I have X number of data objects with up to about min 45,000, max 50,000 possible values associated with each object. I know… Don’t ask (couldn’t tell you anyways). Now to be able to do this in MySQL is… well… possible… but absurd. I’m thinking of trying out the approach I’ve mused about here. It could possibly be a really great way to manage finding commonalities across tens of thousands of objects with a total of hundreds of millions of values. Or it could be a massive time sink.

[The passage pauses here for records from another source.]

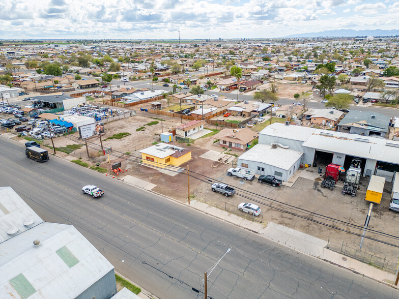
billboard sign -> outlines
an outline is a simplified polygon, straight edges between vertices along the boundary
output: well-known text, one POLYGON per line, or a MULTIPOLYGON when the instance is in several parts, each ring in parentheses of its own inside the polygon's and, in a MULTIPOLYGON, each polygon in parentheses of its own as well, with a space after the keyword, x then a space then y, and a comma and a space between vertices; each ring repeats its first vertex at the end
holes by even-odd
POLYGON ((104 123, 95 123, 80 126, 79 127, 79 135, 82 139, 87 138, 95 135, 99 135, 104 133, 104 123))

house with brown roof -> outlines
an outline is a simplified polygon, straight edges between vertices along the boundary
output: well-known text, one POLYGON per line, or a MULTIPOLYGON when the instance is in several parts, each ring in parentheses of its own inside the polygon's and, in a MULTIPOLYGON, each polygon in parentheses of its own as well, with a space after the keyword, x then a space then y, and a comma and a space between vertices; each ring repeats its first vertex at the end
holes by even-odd
POLYGON ((91 79, 90 80, 77 80, 72 83, 72 86, 75 88, 84 89, 98 87, 100 84, 101 82, 95 79, 91 79))
POLYGON ((204 130, 205 121, 195 120, 176 127, 176 134, 182 137, 189 136, 204 130))
POLYGON ((257 133, 247 128, 237 130, 224 129, 214 135, 212 139, 218 140, 220 146, 244 152, 258 136, 257 133))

It would also put some of the things that Amazon has said about their S3 service to the test 🙂 I doubt anyone’s really stored a hundred million objects in an S3 bucket and been concerned enough with seek time to be critical about it 🙂
Or am I missing some magic bullet here. Is there a (free) DBMS I’m not thinking of which handles 50,000 columns in a table with a fast comparitive lookup? (select pk from table where v42000 = (select v42000 from table where pk = referencePk))… I’d love for someone to pop in and say “HEY, STUPID, DB XXX CAN DO THAT!” 🙂 assuming DB XXX isnt expensive 🙂
Hmm… Off to ponder…
Can you just save a serialized version of the object in a blob field with the key?
If you need to be able to sometimes query on these 50,000 attributes, serialize it as XML and then try postgres+XML extensions (http://www.throwingbeans.org/postgresql_and_xml_updated.html) and let me know if it works….